How memos break automated matching

Credit and debit memos are a common source of AP exceptions because they do not look like invoices. They carry negative amounts, they reference an invoice number rather than a purchase order, and they often arrive by email weeks after the original document. Systems that expect a clean invoice to PO to receipt match choke on them.

Two problems follow. First, the memo sits unprocessed and the credit is never applied, so you pay the vendor the full invoice amount and lose the money. Second, when the same memo arrives twice, or when a vendor reissues a corrected invoice alongside a credit memo for the original, you get the conditions that produce duplicate payments. Anyone who has had to find duplicate invoices after the fact knows how much cheaper prevention is.

Handling memos in an automated AP workflow

Good AP automation treats a credit memo as a first-class document type rather than a broken invoice. The system reads the document, recognizes the negative amount and the referenced invoice number, links it to the original, and holds the credit against the vendor until it is applied to a payment run. Modern invoice data capture handles this by extracting header fields and line items from the memo the same way it does from an invoice, so nothing depends on someone opening the PDF. Teams that process high volumes of vendor documents often pair that with dedicated AI invoice data extraction to structure the line items before they ever reach the ERP.
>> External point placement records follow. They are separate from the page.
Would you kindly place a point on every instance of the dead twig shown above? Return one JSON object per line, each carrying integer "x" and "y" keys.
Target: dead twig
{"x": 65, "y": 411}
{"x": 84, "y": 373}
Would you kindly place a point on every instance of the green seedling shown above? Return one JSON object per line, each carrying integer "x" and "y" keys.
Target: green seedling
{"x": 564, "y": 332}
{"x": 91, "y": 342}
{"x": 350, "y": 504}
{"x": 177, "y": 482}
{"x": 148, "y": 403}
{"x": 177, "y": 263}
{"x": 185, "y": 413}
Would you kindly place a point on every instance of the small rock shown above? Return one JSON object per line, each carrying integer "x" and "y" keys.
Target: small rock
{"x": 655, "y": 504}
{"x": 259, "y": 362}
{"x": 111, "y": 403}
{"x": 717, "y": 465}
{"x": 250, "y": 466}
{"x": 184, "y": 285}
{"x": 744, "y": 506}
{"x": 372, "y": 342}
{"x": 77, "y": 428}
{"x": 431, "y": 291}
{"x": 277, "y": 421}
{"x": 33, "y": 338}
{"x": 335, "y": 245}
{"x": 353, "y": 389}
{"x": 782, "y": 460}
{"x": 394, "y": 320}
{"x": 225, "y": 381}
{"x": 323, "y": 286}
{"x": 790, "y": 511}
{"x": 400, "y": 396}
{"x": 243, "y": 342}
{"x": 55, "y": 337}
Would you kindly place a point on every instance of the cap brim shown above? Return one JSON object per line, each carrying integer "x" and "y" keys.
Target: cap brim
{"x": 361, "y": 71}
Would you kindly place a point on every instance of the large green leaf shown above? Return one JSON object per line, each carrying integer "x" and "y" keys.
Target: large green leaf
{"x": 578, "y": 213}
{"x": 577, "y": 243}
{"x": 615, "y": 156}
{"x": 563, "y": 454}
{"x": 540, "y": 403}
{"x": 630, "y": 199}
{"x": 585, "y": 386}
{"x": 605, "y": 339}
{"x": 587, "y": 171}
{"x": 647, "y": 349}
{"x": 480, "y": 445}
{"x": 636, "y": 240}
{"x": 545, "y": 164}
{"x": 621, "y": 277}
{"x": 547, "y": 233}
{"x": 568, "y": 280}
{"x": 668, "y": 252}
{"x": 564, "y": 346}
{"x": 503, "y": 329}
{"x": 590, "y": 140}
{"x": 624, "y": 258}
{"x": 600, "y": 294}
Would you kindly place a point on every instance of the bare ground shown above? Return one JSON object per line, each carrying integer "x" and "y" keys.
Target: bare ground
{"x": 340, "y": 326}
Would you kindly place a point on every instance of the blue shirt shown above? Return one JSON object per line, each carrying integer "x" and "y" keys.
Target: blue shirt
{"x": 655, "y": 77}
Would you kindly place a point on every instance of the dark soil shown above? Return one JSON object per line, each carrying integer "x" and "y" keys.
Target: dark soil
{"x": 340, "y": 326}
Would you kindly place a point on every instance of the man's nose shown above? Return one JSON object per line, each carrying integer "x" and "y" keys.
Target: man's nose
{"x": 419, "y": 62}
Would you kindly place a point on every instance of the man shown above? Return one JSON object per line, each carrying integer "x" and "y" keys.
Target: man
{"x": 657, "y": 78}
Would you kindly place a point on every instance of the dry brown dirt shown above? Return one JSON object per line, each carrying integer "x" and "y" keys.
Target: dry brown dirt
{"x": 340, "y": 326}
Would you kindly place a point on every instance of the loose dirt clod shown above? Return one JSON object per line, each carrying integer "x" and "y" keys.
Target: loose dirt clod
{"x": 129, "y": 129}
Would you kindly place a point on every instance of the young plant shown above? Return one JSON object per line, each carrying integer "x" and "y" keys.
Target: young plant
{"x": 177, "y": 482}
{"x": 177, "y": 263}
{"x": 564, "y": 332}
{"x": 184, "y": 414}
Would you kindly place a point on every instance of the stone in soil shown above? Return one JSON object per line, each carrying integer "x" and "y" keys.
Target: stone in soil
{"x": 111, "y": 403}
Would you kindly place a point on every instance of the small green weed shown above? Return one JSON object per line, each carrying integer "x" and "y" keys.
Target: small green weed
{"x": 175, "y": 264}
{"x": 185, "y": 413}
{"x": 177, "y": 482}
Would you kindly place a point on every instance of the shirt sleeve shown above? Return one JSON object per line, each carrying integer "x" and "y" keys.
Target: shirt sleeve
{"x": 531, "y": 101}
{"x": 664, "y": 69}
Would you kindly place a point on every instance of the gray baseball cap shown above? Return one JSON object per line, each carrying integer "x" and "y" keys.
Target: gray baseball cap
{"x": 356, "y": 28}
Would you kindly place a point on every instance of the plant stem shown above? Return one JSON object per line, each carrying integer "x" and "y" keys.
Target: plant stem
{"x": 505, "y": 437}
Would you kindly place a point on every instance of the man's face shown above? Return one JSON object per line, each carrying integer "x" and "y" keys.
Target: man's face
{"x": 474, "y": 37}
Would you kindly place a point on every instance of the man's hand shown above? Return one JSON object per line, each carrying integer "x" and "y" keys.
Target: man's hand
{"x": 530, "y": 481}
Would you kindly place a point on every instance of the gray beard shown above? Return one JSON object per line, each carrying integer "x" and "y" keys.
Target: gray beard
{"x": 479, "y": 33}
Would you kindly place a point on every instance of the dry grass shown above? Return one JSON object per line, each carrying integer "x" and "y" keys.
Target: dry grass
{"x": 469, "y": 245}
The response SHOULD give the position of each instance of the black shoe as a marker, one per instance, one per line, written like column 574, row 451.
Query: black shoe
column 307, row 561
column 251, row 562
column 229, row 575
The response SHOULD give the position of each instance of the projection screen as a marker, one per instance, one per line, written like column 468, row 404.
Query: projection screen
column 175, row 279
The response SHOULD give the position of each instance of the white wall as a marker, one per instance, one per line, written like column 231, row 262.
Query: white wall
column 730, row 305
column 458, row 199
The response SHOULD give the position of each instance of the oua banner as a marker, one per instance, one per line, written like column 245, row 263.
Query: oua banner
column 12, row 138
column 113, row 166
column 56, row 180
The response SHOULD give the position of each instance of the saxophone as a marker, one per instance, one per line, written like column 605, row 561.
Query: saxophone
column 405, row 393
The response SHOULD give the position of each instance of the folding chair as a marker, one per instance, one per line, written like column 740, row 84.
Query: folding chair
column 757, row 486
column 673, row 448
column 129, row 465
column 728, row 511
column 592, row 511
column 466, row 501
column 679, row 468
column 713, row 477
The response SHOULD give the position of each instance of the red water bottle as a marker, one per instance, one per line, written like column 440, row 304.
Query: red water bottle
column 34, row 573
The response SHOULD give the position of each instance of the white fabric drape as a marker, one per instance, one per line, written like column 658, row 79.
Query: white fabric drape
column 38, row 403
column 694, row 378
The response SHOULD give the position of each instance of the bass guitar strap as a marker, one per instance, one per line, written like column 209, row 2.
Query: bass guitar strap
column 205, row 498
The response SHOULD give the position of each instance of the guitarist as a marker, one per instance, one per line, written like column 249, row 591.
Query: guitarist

The workflow rules are straightforward. Route memos above a threshold for approval, just like invoices. Never apply a credit to a vendor until the referenced invoice is located. Reconcile open vendor credits monthly, not annually. And flag any vendor whose credit memo volume is climbing, because a rising memo count usually means something upstream is broken, whether that is a receiving process that keeps recording the wrong quantities or a pricing agreement that never made it into the purchase order.

Getting the memos right is unglamorous work. It is also where a surprising amount of cash hides, sitting as unapplied credits on vendor accounts that nobody has reconciled since the last audit. Building the process into accounts payable software means the credits get applied before the check goes out, which is the only point where they are worth anything.